I don’t have space to include individual sections for every technique so I’ve summarised some more here. Beyond this, have a look for lists of fallacious arguments on the web. Just remember, most are not effective and, if you possibly can, you should use a properly reasoned argument.

  • False dichotomy – only give the reader two options, despite there being many more. Comparing a complete package with nothing at all, despite there being options for only part of the package.
  • You’re a Nazi if you disagree – link the alternative to your view to something unpleasant. “Enforced redundancies are akin to corporate euthanasia. We strongly oppose any such Final Solution.”
  • Naturalistic fallacy – if it’s natural it must be good. “Belladonna and Nightshade smoothie – 100% natural ingredients!”
  • Bribes and threats – direct threats are not something you want to put in writing but veiled bribes and threats are used all the time in business. These appeal directly to the powerful greed and fear emotions. Not good for long-term relations though. “Acecorp shares its experiences of sub-contractors with our partners and peers across the industry” – subtext: keep us happy or you won’t work again.
  • Perfect/imperfect solution – if there is a rival solution or option, try to find weaknesses. If it is perfect, claim it is too perfect to be credible. If it’s not, highlight those omissions.
  • Prove a negative – you can’t prove something doesn’t exist. You can claim your argument must be true if no one can prove it isn’t. Has been used for millennia by people to ‘prove’ the existence of God. “You can’t prove my company can’t deliver, therefore, you must assume it can.”
  • Beg the question – this means avoiding the question. By carefully wording your statement, you can prove something is true because it is true, thus avoiding the question ‘why is it true?’ “Our integrity cannot be questioned, as only a company with the highest moral standards can grow as big as we are.” This example begs the question ‘can a company with low moral standards grow big?’ Essentially, we end up saying ‘we must have high integrity because we’re big, and we’re big because we have high integrity’.

SUMMARY

Wherever possible, use a well-crafted argument backed up with sound data. However, as a last resort, you may be able to carefully apply one or more of the following:

  • Assume causality – it’s no coincidence, there’s so much evidence, how else could you explain it?
  • It’s common sense, stupid – even though intuition is often wrong, make people believe you by claiming your argument is common sense.
  • It’s common knowledge – everyone knows this is true so you should believe it too.
  • Abuse statistics – ignore the base rate, compare extremes, bias your selection and find patterns in randomness. These will all produce impressive but misleading statistics.
  • Widen or narrow definitions – tweak the meaning of a term until it suits your needs.
  • Flattery – most people have high opinions of themselves so make them feel special, especially if they make the decision you want.
  • And more . . .
    • False dichotomy
    • You’re a Nazi
    • Naturalistic fallacy
    • Bribes and threats
    • Perfect/imperfect solution
    • Prove a negative
    • Beg the question.

THE END

And that’s it! Or rather it isn’t. This book has merely scratched the surface of persuasive writing. More detail on all this content can be found on the web and in a range of books, so get reading.

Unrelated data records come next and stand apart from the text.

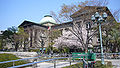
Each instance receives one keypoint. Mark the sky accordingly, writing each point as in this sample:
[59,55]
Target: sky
[14,12]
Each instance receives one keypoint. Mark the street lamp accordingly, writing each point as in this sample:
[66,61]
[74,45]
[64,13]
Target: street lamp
[99,19]
[42,42]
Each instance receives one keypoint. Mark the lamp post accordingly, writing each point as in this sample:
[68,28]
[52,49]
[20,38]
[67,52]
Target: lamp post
[99,19]
[42,42]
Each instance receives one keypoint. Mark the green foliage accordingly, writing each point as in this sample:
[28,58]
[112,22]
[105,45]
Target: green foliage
[7,57]
[34,50]
[99,65]
[78,65]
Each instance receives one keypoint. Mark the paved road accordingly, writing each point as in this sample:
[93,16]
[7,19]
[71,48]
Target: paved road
[115,62]
[51,65]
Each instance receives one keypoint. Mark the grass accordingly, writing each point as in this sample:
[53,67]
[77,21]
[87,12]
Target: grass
[7,57]
[97,65]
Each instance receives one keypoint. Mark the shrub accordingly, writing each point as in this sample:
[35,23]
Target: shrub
[7,57]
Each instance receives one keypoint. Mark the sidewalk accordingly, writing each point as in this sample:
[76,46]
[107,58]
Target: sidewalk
[51,65]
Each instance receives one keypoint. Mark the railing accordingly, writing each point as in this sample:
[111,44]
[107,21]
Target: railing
[34,64]
[109,55]
[18,60]
[53,59]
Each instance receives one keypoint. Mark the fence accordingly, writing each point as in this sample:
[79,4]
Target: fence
[34,64]
[108,55]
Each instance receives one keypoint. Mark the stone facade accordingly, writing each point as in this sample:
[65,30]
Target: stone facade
[83,17]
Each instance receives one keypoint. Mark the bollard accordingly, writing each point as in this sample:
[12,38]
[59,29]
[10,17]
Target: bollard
[13,63]
[54,63]
[70,60]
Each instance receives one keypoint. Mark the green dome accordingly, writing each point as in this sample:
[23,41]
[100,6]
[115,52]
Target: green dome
[47,19]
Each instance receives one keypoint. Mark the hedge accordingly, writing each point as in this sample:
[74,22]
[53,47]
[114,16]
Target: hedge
[7,57]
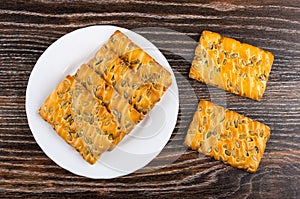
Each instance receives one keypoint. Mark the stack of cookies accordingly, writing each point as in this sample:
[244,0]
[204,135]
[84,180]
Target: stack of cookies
[98,106]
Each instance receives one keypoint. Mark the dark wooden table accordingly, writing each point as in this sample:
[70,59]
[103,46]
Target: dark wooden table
[27,28]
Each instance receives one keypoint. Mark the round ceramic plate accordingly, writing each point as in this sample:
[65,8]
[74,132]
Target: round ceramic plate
[138,148]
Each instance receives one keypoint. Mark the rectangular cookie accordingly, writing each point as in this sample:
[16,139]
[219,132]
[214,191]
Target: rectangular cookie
[108,65]
[125,116]
[227,136]
[233,66]
[145,83]
[73,114]
[136,75]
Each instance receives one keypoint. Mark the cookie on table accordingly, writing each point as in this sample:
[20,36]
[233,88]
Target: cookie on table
[236,67]
[227,136]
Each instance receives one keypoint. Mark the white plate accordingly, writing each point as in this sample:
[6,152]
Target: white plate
[138,148]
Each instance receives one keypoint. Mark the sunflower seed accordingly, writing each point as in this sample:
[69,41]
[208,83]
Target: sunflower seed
[227,152]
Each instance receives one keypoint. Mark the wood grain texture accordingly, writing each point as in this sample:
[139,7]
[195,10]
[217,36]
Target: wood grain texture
[27,28]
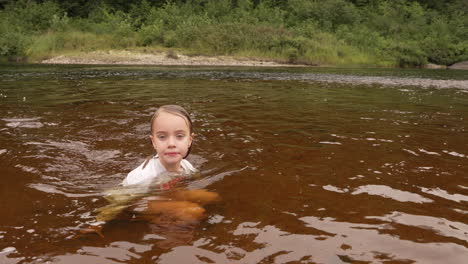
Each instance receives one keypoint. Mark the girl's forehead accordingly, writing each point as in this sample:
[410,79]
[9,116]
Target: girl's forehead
[165,119]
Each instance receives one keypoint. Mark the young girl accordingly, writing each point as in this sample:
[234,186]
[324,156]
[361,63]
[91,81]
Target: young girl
[171,136]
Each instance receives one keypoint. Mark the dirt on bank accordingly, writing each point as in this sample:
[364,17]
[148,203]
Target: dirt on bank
[158,58]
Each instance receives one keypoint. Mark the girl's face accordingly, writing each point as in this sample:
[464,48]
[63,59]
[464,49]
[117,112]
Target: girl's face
[171,139]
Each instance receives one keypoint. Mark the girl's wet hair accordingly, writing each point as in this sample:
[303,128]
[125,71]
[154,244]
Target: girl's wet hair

In the Appendices, there’s a summary of the rules, some alternatives to supersized words, some useful tools and a worked example of the seven-step concise writing process.

Finally, if you take away nothing else from this book, remember these two points:

Reader Response equals Result

and

If following a rule makes your writing less persuasive, break it.

1 I spotted this in my proofread. The creams aren't shown to be effective; the stats just show 77% of women in a contrived sample agree with a statement. I've done exactly what the ads want me to do, which is assume anecdotal survey results equals proof of effectiveness.